Ma con tutto questo i giacobini, troppo rigidi e formalisti, troppo legati dalla loro disciplina, non ebbero sulle masse popolari l'efficacia dei Cordeliers (v.). Borghesi dottrinarî, vero clergé révolutionnaire, meno popolari e meno audaci dei colleghi dell'altro convento, ebbero nella perfetta organizzazione la base della loro potenza. Nel generale disordine essi erano i soli organizzati; nell'incertezza delle altre formazioni politiche essi apparvero sicuri, coerenti, infallibili. E il carattere inquisitoriale della società, alla cui sorveglianza non si sottrassero né uomini né istituzioni, giovò a rafforzarla, sebbene non infrequenti fossero le proteste e le ribellioni contro la dittatura e l'intolleranza giacobina.

Accaniti e tenaci nella lotta contro tutti gli avversarî, i giacobini non furono gli autori delle giornate del 20 giugno e del 10 agosto 1792. Meno potenti allora di quanto asserissero partigiani e avversarî (l'Assemblea non avrebbe fatto che dare esecuzione ai loro ordini, secondo questi ultimi) non determinarono la caduta della monarchia, ma dopo il 10 agosto furono francamente repubblicani.
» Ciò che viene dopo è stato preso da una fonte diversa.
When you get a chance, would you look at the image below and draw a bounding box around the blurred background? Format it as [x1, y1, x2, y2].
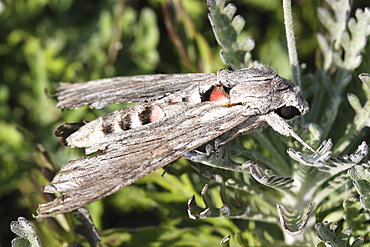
[0, 0, 369, 246]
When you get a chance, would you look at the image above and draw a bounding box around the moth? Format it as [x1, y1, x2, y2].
[36, 63, 314, 218]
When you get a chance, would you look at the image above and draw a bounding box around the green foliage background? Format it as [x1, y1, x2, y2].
[1, 0, 369, 246]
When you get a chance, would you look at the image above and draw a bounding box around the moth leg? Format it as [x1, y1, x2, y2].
[215, 116, 266, 148]
[188, 161, 225, 182]
[183, 137, 246, 172]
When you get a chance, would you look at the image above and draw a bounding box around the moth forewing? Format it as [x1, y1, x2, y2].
[37, 103, 253, 217]
[36, 64, 314, 218]
[56, 73, 215, 109]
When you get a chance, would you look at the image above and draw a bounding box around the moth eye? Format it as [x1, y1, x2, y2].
[277, 106, 300, 120]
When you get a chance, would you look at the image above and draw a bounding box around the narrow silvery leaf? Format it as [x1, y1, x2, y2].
[249, 163, 294, 191]
[348, 164, 370, 210]
[277, 203, 314, 235]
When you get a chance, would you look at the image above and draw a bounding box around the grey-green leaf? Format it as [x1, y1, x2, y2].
[10, 217, 41, 247]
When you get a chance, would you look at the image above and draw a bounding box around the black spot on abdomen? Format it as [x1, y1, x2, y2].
[138, 106, 153, 125]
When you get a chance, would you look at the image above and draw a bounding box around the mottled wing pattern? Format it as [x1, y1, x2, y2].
[56, 73, 214, 109]
[36, 64, 313, 217]
[36, 102, 257, 217]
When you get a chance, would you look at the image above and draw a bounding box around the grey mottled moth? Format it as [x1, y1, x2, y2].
[36, 63, 314, 218]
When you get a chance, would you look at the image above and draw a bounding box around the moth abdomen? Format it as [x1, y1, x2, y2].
[102, 122, 114, 134]
[64, 104, 166, 149]
[167, 84, 231, 104]
[101, 104, 165, 134]
[138, 106, 152, 124]
[202, 85, 230, 102]
[55, 122, 87, 146]
[168, 89, 202, 104]
[118, 114, 132, 131]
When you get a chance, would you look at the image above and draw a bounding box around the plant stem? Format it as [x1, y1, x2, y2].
[282, 0, 301, 88]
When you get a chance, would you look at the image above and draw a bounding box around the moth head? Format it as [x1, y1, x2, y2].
[216, 64, 309, 119]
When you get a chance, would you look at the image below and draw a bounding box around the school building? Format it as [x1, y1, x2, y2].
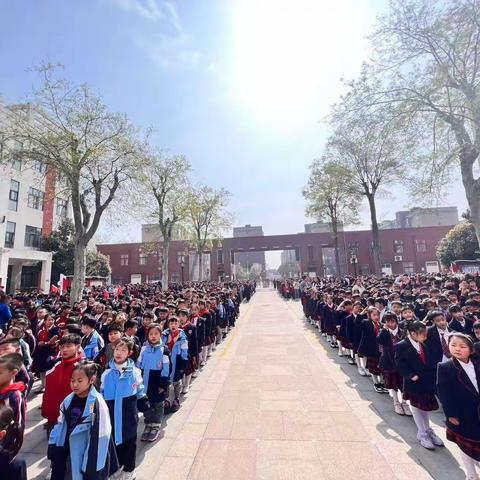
[97, 224, 454, 284]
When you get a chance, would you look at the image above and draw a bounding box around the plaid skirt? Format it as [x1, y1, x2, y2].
[447, 428, 480, 461]
[184, 356, 198, 376]
[381, 370, 403, 391]
[366, 356, 382, 376]
[403, 392, 438, 411]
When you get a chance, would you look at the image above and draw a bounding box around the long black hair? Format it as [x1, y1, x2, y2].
[0, 404, 23, 459]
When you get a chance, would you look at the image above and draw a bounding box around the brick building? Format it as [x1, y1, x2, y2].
[97, 225, 453, 283]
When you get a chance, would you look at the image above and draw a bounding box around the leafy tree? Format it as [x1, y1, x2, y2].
[137, 151, 191, 290]
[6, 64, 143, 302]
[366, 0, 480, 251]
[186, 185, 232, 281]
[303, 156, 361, 276]
[41, 218, 75, 283]
[437, 222, 479, 267]
[86, 250, 111, 278]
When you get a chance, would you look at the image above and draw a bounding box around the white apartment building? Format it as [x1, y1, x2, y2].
[0, 102, 71, 293]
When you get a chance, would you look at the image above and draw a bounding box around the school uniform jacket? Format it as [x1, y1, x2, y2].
[136, 342, 171, 403]
[357, 319, 380, 358]
[101, 359, 149, 445]
[377, 327, 404, 372]
[425, 326, 449, 366]
[48, 387, 119, 480]
[394, 339, 436, 394]
[449, 318, 475, 336]
[162, 329, 189, 382]
[82, 330, 105, 360]
[182, 323, 198, 358]
[437, 358, 480, 441]
[192, 315, 205, 349]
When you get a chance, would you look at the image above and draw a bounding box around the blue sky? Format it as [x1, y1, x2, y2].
[0, 1, 468, 266]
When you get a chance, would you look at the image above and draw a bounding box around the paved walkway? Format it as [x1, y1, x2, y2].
[25, 288, 467, 479]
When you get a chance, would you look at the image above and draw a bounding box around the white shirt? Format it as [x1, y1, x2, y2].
[437, 328, 450, 361]
[408, 336, 421, 354]
[389, 327, 399, 337]
[459, 360, 479, 393]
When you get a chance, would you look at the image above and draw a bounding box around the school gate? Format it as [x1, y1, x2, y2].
[98, 225, 451, 283]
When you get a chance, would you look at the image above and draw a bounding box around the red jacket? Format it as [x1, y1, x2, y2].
[41, 354, 83, 423]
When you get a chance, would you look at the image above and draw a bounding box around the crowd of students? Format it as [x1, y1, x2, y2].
[0, 281, 255, 480]
[282, 273, 480, 480]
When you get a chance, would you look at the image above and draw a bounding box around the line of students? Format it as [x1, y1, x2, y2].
[297, 276, 480, 480]
[0, 281, 254, 480]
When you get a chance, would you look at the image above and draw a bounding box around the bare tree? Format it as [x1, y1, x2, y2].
[329, 85, 407, 274]
[5, 64, 143, 302]
[137, 151, 191, 290]
[367, 0, 480, 245]
[303, 155, 361, 276]
[186, 185, 232, 281]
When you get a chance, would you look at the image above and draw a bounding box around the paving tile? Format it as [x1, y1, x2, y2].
[231, 411, 285, 440]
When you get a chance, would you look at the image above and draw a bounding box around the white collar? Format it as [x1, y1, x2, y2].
[389, 327, 399, 336]
[408, 336, 421, 352]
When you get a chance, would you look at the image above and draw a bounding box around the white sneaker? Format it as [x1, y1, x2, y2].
[418, 433, 435, 450]
[358, 367, 368, 376]
[182, 384, 190, 394]
[401, 403, 412, 416]
[123, 471, 136, 480]
[427, 428, 444, 447]
[394, 404, 405, 415]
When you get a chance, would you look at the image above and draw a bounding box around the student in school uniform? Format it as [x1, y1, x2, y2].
[424, 310, 451, 366]
[337, 300, 355, 364]
[358, 307, 387, 393]
[178, 308, 197, 394]
[437, 333, 480, 480]
[323, 295, 337, 347]
[377, 312, 410, 415]
[345, 301, 366, 374]
[449, 305, 475, 336]
[395, 321, 443, 450]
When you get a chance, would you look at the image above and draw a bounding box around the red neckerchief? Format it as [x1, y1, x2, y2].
[200, 308, 209, 316]
[0, 382, 26, 395]
[167, 330, 180, 352]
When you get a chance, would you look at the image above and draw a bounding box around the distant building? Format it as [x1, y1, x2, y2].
[380, 207, 459, 230]
[280, 249, 297, 264]
[304, 221, 344, 233]
[141, 223, 188, 242]
[232, 224, 265, 275]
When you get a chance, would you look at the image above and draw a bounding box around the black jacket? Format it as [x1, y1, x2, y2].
[425, 326, 449, 367]
[437, 358, 480, 441]
[395, 339, 436, 394]
[449, 317, 474, 336]
[377, 327, 404, 372]
[357, 319, 380, 358]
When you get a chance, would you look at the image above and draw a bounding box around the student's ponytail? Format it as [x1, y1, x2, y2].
[0, 404, 23, 459]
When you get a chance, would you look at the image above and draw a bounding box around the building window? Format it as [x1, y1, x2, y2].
[4, 222, 15, 248]
[32, 158, 47, 174]
[349, 242, 359, 255]
[415, 239, 426, 253]
[28, 187, 44, 210]
[307, 245, 314, 262]
[56, 198, 68, 217]
[24, 225, 42, 248]
[139, 253, 147, 265]
[8, 180, 19, 211]
[120, 254, 129, 266]
[217, 249, 224, 264]
[403, 262, 415, 274]
[393, 240, 403, 254]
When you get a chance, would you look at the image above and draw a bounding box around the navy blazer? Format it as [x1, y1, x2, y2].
[394, 338, 436, 394]
[377, 327, 404, 372]
[449, 317, 474, 336]
[357, 319, 380, 358]
[437, 358, 480, 441]
[337, 310, 349, 338]
[425, 326, 448, 367]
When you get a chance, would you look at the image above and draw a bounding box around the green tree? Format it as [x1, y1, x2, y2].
[41, 219, 75, 283]
[86, 250, 111, 278]
[437, 222, 479, 267]
[303, 156, 361, 276]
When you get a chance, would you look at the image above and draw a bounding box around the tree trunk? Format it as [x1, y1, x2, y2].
[459, 148, 480, 248]
[71, 241, 86, 304]
[198, 249, 203, 281]
[366, 193, 382, 276]
[161, 240, 170, 291]
[332, 220, 341, 277]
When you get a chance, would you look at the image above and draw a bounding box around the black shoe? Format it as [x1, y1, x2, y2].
[147, 427, 160, 442]
[163, 400, 171, 415]
[170, 399, 180, 413]
[141, 426, 151, 442]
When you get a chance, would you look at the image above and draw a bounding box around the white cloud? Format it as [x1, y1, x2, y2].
[113, 0, 182, 31]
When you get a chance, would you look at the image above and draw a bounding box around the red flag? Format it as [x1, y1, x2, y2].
[50, 285, 59, 294]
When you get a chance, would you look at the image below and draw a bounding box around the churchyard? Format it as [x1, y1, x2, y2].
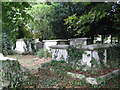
[1, 1, 120, 89]
[1, 37, 120, 89]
E sotto la guida del proprio pontefice e oracolo Robespierre, il clergé révolutionnaire, divenuto ormai clergé de Robespierre, impose l'esecuzione del re, lottò contro il federalismo in favore dell'accentramento unitario, abbatté girondini, hebertiani, dantonisti, moderati e ci-devants, volle purificare nel sangue la Francia, celebrò l'Ente Supremo, esaltò la dictature de la Vertu e diffuse l'idea della guerra rivoluzionaria.
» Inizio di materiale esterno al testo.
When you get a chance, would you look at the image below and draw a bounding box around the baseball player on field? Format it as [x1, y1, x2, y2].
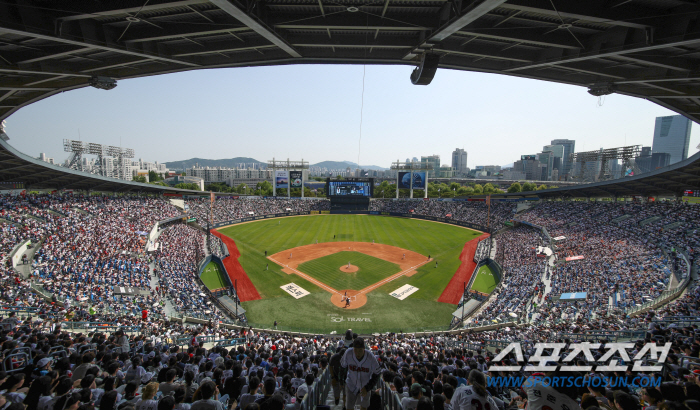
[340, 337, 381, 410]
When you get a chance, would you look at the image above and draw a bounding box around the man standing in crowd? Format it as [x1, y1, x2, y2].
[340, 338, 381, 410]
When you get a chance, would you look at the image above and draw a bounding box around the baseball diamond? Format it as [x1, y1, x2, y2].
[216, 214, 484, 333]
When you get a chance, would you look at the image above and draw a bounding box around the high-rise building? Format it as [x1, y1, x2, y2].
[451, 148, 468, 176]
[550, 139, 576, 177]
[421, 155, 440, 177]
[652, 115, 692, 164]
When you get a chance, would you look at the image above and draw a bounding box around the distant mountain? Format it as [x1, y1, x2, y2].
[165, 157, 265, 170]
[311, 160, 387, 170]
[501, 163, 514, 169]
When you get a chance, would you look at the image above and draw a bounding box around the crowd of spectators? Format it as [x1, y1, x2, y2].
[369, 200, 515, 231]
[0, 194, 696, 410]
[518, 202, 682, 316]
[154, 224, 229, 323]
[471, 227, 547, 325]
[186, 198, 330, 225]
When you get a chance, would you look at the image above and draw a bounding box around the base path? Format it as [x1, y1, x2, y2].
[268, 242, 431, 309]
[212, 230, 261, 302]
[438, 233, 490, 305]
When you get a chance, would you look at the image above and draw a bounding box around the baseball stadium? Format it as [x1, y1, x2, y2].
[2, 2, 700, 410]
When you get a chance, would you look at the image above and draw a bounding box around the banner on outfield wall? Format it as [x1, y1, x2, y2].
[390, 284, 419, 300]
[275, 171, 289, 188]
[281, 283, 310, 299]
[290, 171, 303, 188]
[368, 211, 488, 232]
[210, 210, 488, 232]
[565, 255, 585, 261]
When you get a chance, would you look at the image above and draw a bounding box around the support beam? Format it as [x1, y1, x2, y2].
[57, 0, 212, 22]
[506, 36, 700, 73]
[209, 0, 302, 58]
[18, 47, 93, 65]
[124, 27, 251, 43]
[0, 27, 200, 67]
[612, 55, 694, 72]
[403, 0, 508, 60]
[498, 0, 652, 30]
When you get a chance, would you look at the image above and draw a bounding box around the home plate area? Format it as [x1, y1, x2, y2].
[267, 241, 431, 309]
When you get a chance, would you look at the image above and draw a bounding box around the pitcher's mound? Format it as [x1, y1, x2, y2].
[331, 290, 367, 309]
[340, 264, 359, 273]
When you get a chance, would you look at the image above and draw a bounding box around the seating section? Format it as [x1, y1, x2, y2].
[369, 199, 514, 230]
[186, 197, 331, 224]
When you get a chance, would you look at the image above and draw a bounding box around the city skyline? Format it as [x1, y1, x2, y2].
[5, 65, 700, 169]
I due nomi giacobini e Robespierre quasi s'identificarono. Questo fece sì che la crisi termidoriana dell'anno II travolgesse in una catastrofe unica il capo e i gregarî, centoventi dei quali seguirono il primo sulla ghigliottina. Con la morte di Robespierre la vita del club è finita: la sede, chiusa temporaneamente, fu riaperta dopo qualche tempo, ma invano i giacobini rigenerati tentarono di opporsi alla reazione. L'energia spietata della jeunesse dorée, l'ostilità della Convenzione termidoriana, le vendette dei superstiti girondini impedirono che i giacobini tornassero ad aver voce. Il 21 brumaio anno III (11 novembre 1794) un decreto dell'Assemblea ne vietò le sedute e pochi giorni dopo i muscadins, alleati a elementi di varia origine, li dispersero. Ufficialmente soppressi, i giacobini cercarono di vivere nascostamente: molti entrarono nelle file del Club du Panthéon di Babeuf (novembre 1795-febbraio 1796). Nel luglio 1799 un nuovo tentativo di resurrezione fu quello del Club du Manège, nome del locale ove si adunò la Réunion des amis de la legalité et de la liberté (luglio 1799). Ma invano si tentò una lotta democratica contro il Direttorio e le correnti moderate. Avversati dall'opinione pubblica, caddero ancora una volta, lasciando il nome in eredità al sec. XIX, che vide designati spesso come giacobini i partigiani delle idee liberali e democratiche.

Bibl.: F.-A. Aulard, La société des Jacobins, Parigi 1889-1897, voll. 6; P. Leuilliot, Les J. de Colmar, Strasburgo 1923; L. de Cardenal, La province pendant la Rév. Hist. des clubs J., 1789-1795, Parigi 1929; C. Riffaterre, Le mouvem. antijac. et antiparisien à Lyon et dans le Rhône-et-Loire en 1793, Lione 1912; A. Mathiez, Robespierre terroriste, Parigi 1921; A. Godard, Le procès du 9 thermidor, Parigi 1912; L. Barthou, Le 9 thermidor, Parigi 1926.